O que logo fica claro no texto é que o interesse de Freud nos sonhos deve-se ao fato de, para ele, esta fresta do espírito, como Machado de Assis batizou o sonho, constituir-se em um modelo do funcionamento do aparelho psíquico. As leis que ele aí descobre têm sempre uma validade geral. Quando fala da memória, por exemplo, diz que o modo como ela se comporta nos sonhos tem a maior relevância para qualquer teoria da memória em geral (p.20).

Se as imagens oníricas não são muito claras, ele lembra que na vida desperta as coisas não se passam de modo muito diferente:

Se alguém for a um passeio no campo – exemplifica –, e tiver uma percepção indeterminada de um objeto, poderá a princípio pensar que se trata de um cavalo.
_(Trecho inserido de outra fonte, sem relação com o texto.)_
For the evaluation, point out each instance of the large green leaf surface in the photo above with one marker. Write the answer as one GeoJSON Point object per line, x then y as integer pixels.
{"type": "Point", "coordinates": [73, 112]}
Numa visão mais aproximada, poderá ser levado a interpretá-la como uma vaca deitada, e a imagem poderá transformar-se em definitivo num grupo de pessoas sentadas no chão (p.30).
Os estímulos no sono funcionam do mesmo modo, e não está demais lembrar que durante o sono o eu retira os investimentos do mundo exterior (p.37).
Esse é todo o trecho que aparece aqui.